The DGE’s deemed Optimal suitable to offer its payment and risk management solutions to operators licensed in the state, where the supplier has already agreed to provide services to the likes of Bally Technologies and Caesars Interactive.

Optimal’s president and chief executive Joel Leonoff said he was “excited” to have seen his company named an approved vendor in New Jersey. He added that the company was looking forward to “leveraging [its] vast experience and expertise to help facilitate online payments for [its] partners in New Jersey.”

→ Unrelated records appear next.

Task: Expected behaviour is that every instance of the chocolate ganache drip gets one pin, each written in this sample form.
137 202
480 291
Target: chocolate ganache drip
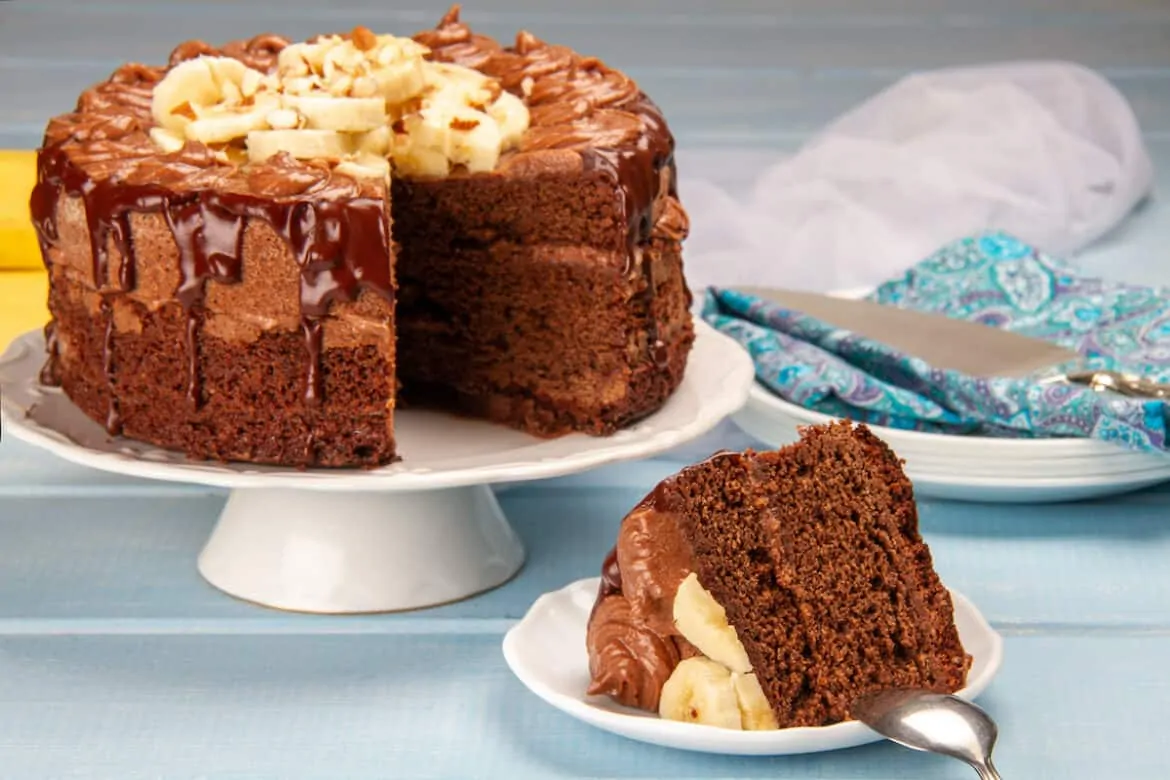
578 103
335 227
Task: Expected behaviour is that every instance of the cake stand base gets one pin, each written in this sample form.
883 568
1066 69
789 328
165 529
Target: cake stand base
359 552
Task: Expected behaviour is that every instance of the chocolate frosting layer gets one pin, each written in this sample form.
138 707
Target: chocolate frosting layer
632 642
336 227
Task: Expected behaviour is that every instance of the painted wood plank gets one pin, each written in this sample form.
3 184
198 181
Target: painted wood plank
69 560
93 33
848 12
131 708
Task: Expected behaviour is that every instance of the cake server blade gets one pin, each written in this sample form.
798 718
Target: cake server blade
943 343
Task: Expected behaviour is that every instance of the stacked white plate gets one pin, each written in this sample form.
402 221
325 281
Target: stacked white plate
982 469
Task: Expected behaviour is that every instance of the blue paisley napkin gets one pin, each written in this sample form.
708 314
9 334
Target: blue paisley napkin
995 280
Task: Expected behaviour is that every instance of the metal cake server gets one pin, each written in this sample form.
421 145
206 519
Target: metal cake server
954 344
934 723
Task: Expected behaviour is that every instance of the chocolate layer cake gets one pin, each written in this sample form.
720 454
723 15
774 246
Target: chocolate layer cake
249 298
770 589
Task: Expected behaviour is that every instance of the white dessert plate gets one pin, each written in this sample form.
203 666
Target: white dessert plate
546 651
977 468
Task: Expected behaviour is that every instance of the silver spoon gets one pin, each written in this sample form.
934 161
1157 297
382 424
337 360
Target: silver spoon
935 723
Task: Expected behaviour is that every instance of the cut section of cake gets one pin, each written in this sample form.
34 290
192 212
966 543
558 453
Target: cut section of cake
795 579
259 250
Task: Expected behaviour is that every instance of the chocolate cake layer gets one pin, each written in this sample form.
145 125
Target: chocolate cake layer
238 274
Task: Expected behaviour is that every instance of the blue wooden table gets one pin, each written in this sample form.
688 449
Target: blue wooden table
118 662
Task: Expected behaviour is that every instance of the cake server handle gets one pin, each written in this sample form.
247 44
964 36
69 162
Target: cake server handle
988 772
1116 381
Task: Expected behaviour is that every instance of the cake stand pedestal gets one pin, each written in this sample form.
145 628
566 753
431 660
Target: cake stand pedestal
315 551
420 532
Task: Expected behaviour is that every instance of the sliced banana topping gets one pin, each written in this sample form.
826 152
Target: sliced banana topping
702 621
717 688
364 103
700 690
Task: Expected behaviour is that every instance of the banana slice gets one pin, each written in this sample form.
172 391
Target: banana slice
703 622
301 144
374 142
511 115
186 85
224 126
700 690
755 712
365 166
341 114
195 85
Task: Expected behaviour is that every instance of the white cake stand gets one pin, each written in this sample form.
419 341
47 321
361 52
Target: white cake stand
420 532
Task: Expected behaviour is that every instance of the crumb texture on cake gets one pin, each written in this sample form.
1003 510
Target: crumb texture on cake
814 553
224 310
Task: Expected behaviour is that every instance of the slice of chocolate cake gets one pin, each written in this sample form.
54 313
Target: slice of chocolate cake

The approval of Optimal’s vendor status marks the company’s return to the US market after it withdrew its services following the passage of the Unlawful Internet Gaming Enforcement Act (UIGEA) in 2006. This was followed by the company agreeing a $19.2m non-prosecution agreement with US authorities in 2009, based on the pre-UIGEA actions of FirePay, acquired by Optimal in 2007.

The company was acquired by Neovia Financial in 2011 in a deal worth up to $50m, with the new entity renamed Optimal Payments. Neovia, formerly Neteller, also struck a non-prosecution deal with the US Department of Justice, paying $136m for its activities before UIGEA was introduced.

Shares in Optimal Payments plc (LSE: OPAY) were trading up 5.54 per cent to 305.00 pence per share as at 09:01 GMT in London this morning.